Blistering Distal Dactylitis

Get CMEBlistering Distal DactylitisInfectious diseases seem to be omnipresent in the Ped ED and, thus, have their own dedicated Category of the PedEMMorsels.  Additionally, unusual dermatologic eruptions are also quite prevalently encountered when caring for children (see Approach to Rash).  While individually each category is fun to think about, the excitement more than doubles when they occur concurrently (perhaps I am being facetious). Let’s review Blistering Distal Dactylics! (say that 6 times fast in a row – I dare you)

 

Blistering Distal Dactylitis: What It Is

  • Superficial infection of the distal finger (just like the name would imply)
  • Tense bulla forms over the volar aspect / finger pad [Tessaro, 2016]
    • May extend dorsally to the lateral nail folds.
    • Oval shaped
    • Erythematous base
    • Often a singular lesion
  • Filled with purulent material (yuk).
  • Caused by:
    • Group A Streptococcus pyogenes
      • Most common pathogen
      • Unclear how it causes bullae to develop
      • Don’t forget other interesting Strep Infections:
    • S. aureus
      • Less common, but known to cause bullous disease (see Staph Scalded Skin)
      • Multiple lesions may predict infection with S. aureus.
      • Rarely is MRSA implicated. [Fretzayas, 2011]
    • S. epidermidis 
    • Group B Streptococcus
  • Typically affects kids 2 years to 16 years, but has been shown in children <2 years as well. [Lyon, 2004]

 

Blistering Distal Dactylitis: Ddx

  • Herpetic Whitlow
  • Burns
  • Bullous impetigo
  • Paronychia
  • Insect bites
  • Blistering disorders
  • Dyshidrotic eczema
  • Friction blisters and other mechanical irritants

 

Blistering Distal Dactylitis: Diagnosis It!

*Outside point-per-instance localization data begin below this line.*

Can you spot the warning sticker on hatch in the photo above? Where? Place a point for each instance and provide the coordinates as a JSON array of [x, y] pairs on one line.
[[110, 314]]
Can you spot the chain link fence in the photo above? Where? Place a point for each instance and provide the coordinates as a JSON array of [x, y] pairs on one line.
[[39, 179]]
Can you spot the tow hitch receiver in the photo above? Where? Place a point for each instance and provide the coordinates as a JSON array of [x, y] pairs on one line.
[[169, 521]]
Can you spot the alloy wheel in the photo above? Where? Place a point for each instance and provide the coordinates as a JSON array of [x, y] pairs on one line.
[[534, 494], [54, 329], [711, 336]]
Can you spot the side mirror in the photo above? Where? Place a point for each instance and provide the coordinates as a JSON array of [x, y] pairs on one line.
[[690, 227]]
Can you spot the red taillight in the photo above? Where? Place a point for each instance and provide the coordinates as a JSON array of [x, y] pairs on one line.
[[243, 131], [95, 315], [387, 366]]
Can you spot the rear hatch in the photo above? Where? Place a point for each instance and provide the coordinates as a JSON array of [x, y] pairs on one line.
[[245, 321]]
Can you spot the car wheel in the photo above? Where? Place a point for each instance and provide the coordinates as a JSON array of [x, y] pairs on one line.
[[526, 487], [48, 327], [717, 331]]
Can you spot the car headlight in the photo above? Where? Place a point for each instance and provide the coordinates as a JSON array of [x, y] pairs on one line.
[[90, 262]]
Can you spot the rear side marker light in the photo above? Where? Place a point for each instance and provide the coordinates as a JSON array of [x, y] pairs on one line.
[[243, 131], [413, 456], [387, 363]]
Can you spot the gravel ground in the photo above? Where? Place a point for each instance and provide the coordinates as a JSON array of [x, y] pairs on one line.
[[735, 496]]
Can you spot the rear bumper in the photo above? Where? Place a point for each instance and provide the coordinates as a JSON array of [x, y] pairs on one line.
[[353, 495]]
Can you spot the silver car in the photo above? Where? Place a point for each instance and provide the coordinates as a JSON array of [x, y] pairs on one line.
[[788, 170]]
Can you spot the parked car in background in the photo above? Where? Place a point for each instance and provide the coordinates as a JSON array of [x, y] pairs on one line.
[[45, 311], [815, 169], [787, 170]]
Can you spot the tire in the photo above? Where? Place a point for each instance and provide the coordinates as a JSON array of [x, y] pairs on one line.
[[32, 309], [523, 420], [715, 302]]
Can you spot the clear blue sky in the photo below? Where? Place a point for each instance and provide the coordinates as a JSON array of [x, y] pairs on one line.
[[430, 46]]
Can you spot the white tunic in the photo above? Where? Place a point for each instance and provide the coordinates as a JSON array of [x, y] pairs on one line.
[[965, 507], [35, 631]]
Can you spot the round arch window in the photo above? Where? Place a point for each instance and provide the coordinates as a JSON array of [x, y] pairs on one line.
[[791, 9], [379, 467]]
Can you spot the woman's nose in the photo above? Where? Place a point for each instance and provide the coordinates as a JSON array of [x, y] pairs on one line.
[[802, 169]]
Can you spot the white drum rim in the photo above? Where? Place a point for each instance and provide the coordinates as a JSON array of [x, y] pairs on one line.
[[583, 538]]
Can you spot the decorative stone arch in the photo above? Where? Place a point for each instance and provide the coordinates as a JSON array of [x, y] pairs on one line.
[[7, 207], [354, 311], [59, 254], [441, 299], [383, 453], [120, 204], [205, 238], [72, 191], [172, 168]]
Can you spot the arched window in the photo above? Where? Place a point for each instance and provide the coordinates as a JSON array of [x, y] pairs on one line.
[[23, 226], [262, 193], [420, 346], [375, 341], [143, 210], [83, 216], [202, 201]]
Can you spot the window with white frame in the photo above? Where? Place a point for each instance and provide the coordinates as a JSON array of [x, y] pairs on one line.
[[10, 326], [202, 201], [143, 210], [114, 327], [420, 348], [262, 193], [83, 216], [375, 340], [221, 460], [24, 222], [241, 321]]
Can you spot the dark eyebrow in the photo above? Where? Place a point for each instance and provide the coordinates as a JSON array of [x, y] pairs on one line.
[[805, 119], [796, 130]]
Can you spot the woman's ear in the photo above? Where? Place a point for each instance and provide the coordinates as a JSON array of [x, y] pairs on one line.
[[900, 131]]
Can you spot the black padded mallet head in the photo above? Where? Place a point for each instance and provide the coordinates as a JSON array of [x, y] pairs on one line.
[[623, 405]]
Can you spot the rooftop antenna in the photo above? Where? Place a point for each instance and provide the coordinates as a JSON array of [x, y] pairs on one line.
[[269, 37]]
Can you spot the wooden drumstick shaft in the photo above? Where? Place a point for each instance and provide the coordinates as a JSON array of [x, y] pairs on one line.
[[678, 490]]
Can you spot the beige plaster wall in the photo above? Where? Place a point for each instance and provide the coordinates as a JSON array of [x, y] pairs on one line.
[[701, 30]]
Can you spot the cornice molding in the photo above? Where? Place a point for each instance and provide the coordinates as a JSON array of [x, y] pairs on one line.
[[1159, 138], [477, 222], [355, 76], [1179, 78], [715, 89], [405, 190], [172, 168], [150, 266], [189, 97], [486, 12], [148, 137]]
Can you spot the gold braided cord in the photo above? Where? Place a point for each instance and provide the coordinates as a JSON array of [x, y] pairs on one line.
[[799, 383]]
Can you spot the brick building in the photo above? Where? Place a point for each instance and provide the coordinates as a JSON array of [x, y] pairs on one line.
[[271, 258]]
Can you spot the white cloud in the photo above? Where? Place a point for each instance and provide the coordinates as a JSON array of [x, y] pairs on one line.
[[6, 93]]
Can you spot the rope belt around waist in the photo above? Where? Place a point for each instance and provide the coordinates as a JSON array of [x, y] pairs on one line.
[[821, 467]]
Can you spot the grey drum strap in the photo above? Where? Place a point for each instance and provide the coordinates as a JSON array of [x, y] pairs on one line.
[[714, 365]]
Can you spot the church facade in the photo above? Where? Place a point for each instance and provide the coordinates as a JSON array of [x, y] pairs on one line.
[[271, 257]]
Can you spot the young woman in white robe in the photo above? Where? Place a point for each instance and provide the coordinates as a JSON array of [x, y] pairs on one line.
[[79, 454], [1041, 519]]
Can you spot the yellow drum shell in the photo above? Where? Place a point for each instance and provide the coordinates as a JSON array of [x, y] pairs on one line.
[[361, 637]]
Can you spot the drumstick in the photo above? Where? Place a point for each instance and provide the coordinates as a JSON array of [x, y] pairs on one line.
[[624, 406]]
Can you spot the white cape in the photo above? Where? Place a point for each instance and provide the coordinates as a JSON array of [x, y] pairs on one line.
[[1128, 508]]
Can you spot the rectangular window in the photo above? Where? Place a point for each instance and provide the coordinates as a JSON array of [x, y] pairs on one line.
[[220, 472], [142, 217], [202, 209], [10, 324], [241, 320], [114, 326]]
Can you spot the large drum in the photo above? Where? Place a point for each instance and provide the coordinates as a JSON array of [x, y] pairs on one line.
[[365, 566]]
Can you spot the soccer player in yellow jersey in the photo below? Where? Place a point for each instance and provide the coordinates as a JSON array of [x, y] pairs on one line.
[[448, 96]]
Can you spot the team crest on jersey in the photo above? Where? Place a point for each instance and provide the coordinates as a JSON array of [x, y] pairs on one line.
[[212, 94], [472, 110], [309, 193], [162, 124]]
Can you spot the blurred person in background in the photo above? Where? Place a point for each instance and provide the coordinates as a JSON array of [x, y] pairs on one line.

  • Clinical diagnosis for the most part.
    • Consider other etiologies like Herpetic Whitlow.
    • May have concurrent infection at another remote site (ex, URI, pharyngitis).
    • Multiple lesions suggests Staph as causative agent.
  • Can confirm with testing:
    • Gram-stain and culture of debris and fluid from blister.
    • May perform rapid strep testing on fluid/debris. [Cohen, 2014; Wollner, 2014]
      • Rapid Strep Test has similar test characteristics/performance as it does when applied to patients with pharyngitis.

 

Blistering Distal Dactylitis: Treat It!

  • Local Wound Care
    • No definitive recommendations for incision and drainage, but often the blister is unroofed to collect specimen. [Tessaro, 2016]
    • Once unroofed, wet-to-dry dressings are appropriate.
  • Systemic Antibiotics
    • Coverage for strep and staph is paramount.
      • Beta-lactamase-resistant antibiotic often selected.
      • Empiric covered for MRSA is not likely beneficial at this point, but keep local resistance patterns in mind.
    • 10 Day course often cited.
    • Topical antibiotics alone are inadequate.

 

References

Arch Pediatr. 2014 Nov;21 Suppl 2:S93-6. PMID: 25456688. [PubMed] [Read by QxMD]

Arch Pediatr. 2014 Nov;21 Suppl 2:S84-6. PMID: 25456686. [PubMed] [Read by QxMD]

Fretzayas A1, Moustaki M, Tsagris V, Brozou T, Nicolaidou P. MRSA blistering distal dactylitis and review of reported cases. Pediatr Dermatol. 2011 Jul-Aug;28(4):433-5. PMID: 21438916. [PubMed] [Read by QxMD]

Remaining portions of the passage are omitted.